A long shot of a girl in a verdant hilly landscape. She emerges as a teenager, topless. She turns her head and looks up at the sky. Camera would greedily have sucked her rural untouched beauty if it had been a tele-film. It would further have siphoned out her perky breasts, exotic wheatish skin, shapely lips and upturned nose - a silhouette perhaps! This is not a tele-film, that I narate about, it was a scene from a tale that pertains to the genesis of a family that would have prematurely vanished into oblivion had it not been for the devine intervention.

A Brahmin -Nair couple of considerable wealth and fame lived in a the rural outskirts of Valluvanad. It was customary for the Veluttha Paaraappatty Mana Thirumeni (Devine body) to be betrothed to a Nair lady, but it was unusual for him to stay married to her for longer than, say, a couple of years. It was part of a farsighted custom of the Nairs to get hybrids of progeny through conception by Higher caste males two centuries ago. In a usual sequence, the Namboodiri would have some nuptial bliss for a time until the Nair girl was pregnant, thereafter he would withdraw from the Sambandham and move away to greener pastures. The Nair girl would get a Nair boy as husband, who would be formally married but stay separate. Ironically, the Brits tried this kind of ethnic cleansing 120 years later among Australian Aborigines!

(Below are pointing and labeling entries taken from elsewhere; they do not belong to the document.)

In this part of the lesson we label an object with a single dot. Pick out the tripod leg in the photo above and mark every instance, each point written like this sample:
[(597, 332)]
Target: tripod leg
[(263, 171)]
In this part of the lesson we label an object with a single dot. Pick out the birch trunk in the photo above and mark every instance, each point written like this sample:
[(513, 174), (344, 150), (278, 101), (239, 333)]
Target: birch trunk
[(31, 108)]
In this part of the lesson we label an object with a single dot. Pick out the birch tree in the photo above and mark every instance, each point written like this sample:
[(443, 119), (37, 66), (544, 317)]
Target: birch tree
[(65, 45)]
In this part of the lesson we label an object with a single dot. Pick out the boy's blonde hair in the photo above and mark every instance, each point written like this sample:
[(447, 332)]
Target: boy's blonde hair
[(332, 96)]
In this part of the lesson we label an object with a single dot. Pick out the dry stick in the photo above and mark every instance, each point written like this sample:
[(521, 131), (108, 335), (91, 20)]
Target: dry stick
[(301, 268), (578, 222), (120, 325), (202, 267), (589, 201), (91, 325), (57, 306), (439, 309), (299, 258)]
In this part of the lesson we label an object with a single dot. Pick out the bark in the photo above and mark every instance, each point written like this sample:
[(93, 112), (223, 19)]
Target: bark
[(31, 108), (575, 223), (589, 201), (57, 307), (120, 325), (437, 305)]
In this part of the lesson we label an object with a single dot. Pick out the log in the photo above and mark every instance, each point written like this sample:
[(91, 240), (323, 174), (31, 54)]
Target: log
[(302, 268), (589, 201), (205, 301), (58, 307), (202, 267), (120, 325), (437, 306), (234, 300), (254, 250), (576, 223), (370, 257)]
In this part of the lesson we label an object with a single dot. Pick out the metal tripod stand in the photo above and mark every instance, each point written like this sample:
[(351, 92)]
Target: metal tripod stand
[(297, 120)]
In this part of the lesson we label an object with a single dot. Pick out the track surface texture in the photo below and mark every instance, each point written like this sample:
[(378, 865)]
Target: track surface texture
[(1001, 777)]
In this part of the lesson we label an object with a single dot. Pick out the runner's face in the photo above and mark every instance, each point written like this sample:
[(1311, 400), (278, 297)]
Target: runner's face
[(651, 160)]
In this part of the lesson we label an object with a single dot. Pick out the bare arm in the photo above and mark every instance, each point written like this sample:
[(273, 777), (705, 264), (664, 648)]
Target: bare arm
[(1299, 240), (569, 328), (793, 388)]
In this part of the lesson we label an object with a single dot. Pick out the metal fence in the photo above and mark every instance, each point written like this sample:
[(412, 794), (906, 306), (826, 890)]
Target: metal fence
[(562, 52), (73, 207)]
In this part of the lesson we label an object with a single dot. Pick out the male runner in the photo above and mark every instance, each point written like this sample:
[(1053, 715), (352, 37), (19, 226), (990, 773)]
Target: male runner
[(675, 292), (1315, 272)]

As for this particular couple, they stayed in marriage, eventhough they were not blessed with a child. Grieved by the absence of an heir apparant to continue the matriarchal system, the pious pair travelled to Mookambika temple far away north in a bullock cart which was in vogue in those innocent bygone times. Their trip was based on a prophesy by a reputed astrolloger that the merciful Goddess would bless them with a baby. After staying in the temple surroundings unscathed by humans and 60 days of intense prayers, the couple were urged to return home by the Goddess in dream.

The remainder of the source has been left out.